I know this is really corny and I am going to sound like a sad version of a cheesy South African beer advertisement but I really miss the sky from home. I realise there are plenty of places in the US that have amazing sky but New York just hasn’t proven to be one of them so far. Perhaps I will change my mind over time but lately a lot of my friends have been posting photos on Instagram of the Johannesburg sky before or after the spring storms and I really miss this impressive ceiling over the city.
What New York does have is some pretty awesome rooftop views. Enjoy.
These photos were all taken without a tripod so half close your eyes when you look at them please
On Saturday – which dawned sunny and beautiful, but quickly turned grey and windy – my friend and I headed to the top part of Manhattan to see the Little Red Lighthouse. There was a festival on on the day, mostly aimed at families with small kids; but our main interest was in going inside. Sadly, because of all the people they had decided to allocate time tickets and by the time we go there they were all already gone.

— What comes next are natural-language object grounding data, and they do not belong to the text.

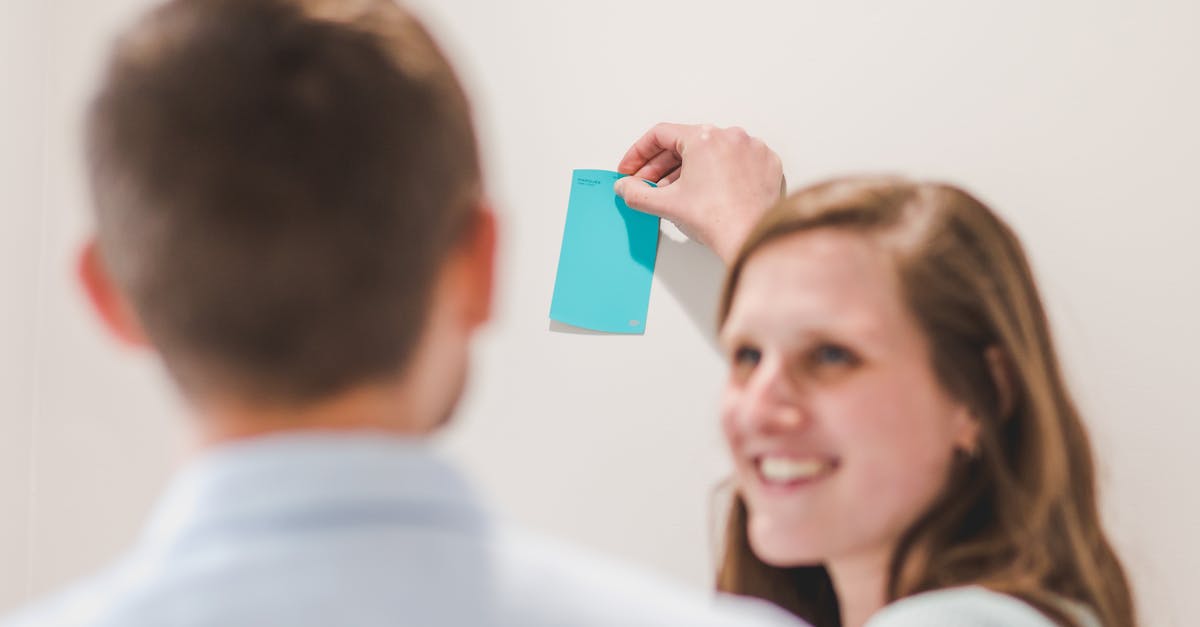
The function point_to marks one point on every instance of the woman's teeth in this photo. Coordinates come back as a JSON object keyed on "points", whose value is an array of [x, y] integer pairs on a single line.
{"points": [[783, 470]]}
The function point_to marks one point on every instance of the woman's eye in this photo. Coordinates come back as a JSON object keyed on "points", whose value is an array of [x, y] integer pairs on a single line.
{"points": [[833, 354], [747, 357]]}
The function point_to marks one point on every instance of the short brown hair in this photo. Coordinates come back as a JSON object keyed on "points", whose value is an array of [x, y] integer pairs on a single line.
{"points": [[1021, 518], [276, 185]]}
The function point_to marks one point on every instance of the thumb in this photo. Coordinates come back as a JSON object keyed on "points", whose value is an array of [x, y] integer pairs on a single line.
{"points": [[642, 196]]}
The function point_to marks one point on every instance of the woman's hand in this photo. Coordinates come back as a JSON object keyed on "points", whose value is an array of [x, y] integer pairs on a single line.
{"points": [[714, 184]]}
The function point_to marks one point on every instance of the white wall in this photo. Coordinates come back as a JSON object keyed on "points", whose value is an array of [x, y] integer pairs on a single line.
{"points": [[1075, 119]]}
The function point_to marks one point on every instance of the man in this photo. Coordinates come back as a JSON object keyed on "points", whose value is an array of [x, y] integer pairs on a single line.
{"points": [[289, 213]]}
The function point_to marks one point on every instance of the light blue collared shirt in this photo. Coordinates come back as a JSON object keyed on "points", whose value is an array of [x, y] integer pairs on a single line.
{"points": [[349, 530]]}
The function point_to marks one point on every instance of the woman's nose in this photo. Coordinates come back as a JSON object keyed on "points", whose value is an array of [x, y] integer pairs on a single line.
{"points": [[771, 400]]}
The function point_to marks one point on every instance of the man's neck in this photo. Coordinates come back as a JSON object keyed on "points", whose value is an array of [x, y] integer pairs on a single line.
{"points": [[383, 408], [861, 583]]}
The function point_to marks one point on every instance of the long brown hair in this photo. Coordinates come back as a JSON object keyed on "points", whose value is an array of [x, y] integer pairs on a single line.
{"points": [[1020, 517]]}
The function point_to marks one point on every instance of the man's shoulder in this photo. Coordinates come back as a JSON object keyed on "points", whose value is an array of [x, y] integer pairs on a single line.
{"points": [[93, 602]]}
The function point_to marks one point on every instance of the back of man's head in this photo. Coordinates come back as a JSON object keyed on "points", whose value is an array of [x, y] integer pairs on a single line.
{"points": [[277, 184]]}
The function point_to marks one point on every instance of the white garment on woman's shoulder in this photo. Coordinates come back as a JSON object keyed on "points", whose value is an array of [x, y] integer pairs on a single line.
{"points": [[970, 607]]}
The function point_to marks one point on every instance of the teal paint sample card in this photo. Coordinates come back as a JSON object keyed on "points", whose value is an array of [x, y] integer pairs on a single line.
{"points": [[606, 261]]}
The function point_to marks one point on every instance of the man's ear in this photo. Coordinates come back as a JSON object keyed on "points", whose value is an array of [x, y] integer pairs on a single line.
{"points": [[479, 257], [106, 299]]}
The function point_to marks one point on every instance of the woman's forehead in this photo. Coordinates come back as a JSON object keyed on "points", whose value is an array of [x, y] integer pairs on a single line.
{"points": [[820, 279]]}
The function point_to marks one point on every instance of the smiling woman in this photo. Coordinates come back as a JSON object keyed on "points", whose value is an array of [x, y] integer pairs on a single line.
{"points": [[899, 423]]}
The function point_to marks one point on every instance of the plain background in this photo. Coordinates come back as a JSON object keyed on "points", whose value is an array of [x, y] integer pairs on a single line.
{"points": [[1078, 120]]}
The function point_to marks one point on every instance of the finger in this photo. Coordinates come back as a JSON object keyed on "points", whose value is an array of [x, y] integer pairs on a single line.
{"points": [[637, 195], [660, 137], [659, 166], [673, 175]]}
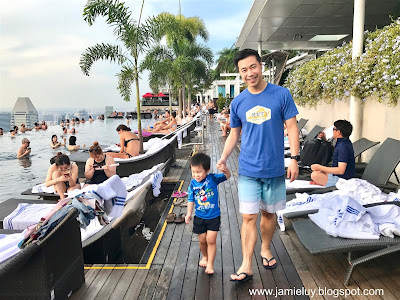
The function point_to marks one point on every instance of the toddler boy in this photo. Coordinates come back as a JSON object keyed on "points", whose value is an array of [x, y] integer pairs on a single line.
{"points": [[203, 194]]}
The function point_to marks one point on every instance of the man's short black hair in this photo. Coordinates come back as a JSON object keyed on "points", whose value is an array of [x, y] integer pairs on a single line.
{"points": [[345, 127], [244, 54], [201, 159]]}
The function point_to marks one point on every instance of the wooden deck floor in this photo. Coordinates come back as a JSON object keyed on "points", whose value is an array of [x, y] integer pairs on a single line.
{"points": [[172, 271]]}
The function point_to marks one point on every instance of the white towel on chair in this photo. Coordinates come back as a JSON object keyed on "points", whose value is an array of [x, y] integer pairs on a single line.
{"points": [[156, 179], [25, 215], [111, 194], [9, 245], [41, 188]]}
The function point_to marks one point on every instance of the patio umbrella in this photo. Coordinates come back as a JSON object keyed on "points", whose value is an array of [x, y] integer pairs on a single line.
{"points": [[148, 95]]}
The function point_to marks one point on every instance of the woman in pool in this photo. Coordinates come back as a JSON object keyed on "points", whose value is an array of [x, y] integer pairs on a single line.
{"points": [[129, 143], [55, 143], [63, 175], [98, 167], [72, 144], [172, 125]]}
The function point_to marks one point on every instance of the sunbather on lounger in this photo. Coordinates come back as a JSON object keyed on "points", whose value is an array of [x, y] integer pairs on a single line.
{"points": [[343, 163]]}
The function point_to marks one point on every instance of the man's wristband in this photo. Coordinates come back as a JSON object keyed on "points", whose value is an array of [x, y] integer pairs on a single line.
{"points": [[296, 157]]}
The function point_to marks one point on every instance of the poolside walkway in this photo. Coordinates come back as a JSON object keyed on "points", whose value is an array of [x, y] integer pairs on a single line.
{"points": [[173, 272]]}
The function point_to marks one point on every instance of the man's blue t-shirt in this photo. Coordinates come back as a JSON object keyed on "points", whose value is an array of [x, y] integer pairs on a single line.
{"points": [[261, 117], [204, 194], [344, 153]]}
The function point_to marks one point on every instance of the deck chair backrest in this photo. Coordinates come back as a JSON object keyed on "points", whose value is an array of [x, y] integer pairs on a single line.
{"points": [[301, 123], [362, 145], [313, 133], [383, 162]]}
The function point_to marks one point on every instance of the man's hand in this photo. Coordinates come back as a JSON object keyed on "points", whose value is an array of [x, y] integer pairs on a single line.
{"points": [[293, 170], [221, 164], [316, 167], [188, 218]]}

This is New York’s last remaining lighthouse (boy am I a sucker for things like this), built in 1880 and in 1921 moved to its present position. There is a very sweet little story about the lighthouse – when it was decommissioned in 1947 – and due to be demolished – thousands of kids who had grown to love the lighthouse after reading a children’s book about it, started a national campaign to save it.
And so it is here to this day, looking like a little lighthouse baby with the giant bridge towering above it.

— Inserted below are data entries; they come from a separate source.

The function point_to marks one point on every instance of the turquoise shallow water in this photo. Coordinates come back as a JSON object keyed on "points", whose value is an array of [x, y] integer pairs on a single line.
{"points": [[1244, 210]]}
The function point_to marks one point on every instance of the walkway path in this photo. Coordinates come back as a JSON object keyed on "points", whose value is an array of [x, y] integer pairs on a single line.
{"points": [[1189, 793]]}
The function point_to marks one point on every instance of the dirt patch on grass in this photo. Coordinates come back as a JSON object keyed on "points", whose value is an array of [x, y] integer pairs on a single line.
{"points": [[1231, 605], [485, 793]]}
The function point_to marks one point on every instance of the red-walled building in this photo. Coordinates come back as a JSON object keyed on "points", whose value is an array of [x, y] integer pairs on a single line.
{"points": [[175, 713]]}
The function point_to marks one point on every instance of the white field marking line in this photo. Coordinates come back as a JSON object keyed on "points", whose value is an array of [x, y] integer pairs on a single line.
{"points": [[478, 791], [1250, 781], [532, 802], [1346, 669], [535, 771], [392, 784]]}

A couple of days ago I saw the 2012 NYC Unicycle (yes – unicycle) festival being advertised and the thought that there are enough unicycle enthusiasts here to warrant a whole 3 day festival was just too much for me, and I decided I had to go have a look. The festival was happening on Governor’s Island – which is and short and free ferry hop from Manhattan (or Brooklyn). When I arrived it was too early for the festival but I saw a sign for a Graphic Design exhibition linked to the Smithsonian and decided to kill some time there (also free).
To my surprise the exhibit was the highlight of the whole trip. It was very well designed, with a great breakdown of content, looking at typography, publishing , infographics, social media etc. It has been a really long time since an exhibit managed to keep my attention for so long and made me want to read everything. One of the coolest pieces is by a designer named Christopher Doyle – who did his own personal identity guideline/brandbook – which both clever and very amusing.
The Unicycle Festival was only really starting when I was leaving but I still managed to see this guy playing basketball while on a unicycle. He even managed to pick up the ball off the ground without getting off the unicycle.
The other really amazing thing about the city is the sheer amount of public art – the whole city is a giant art gallery. I also get a kick out of looking out for the informal bursts of creativity which can be found on walls, sidewalks and steet poles.
One tip if you are on a tight budget while you are here – forget about drinking anything other than water. The average ice coffee will set you back around 3 USD and a fresh juice around 4 or 5 USD – that starts to add up at the end of the day.
From the top:
1. Brooklyn Bridge
2. Second-hand bicycle stand at the Brooklyn Flea market
3. Building/public art as seen from the Highline Park
4. Homage to a dog – DUMBO, Brooklyn.
5. Amusing window decal as seen from the Highline Park
6. Building/public art as seen from the Highline Park
7. Welcome to Brooklyn – How sweet is it sign; near the Brooklyn Bridge
8. ‘Americano’ neon sign as seen from the Highline Park
9. Public art as seen from the Highline Park.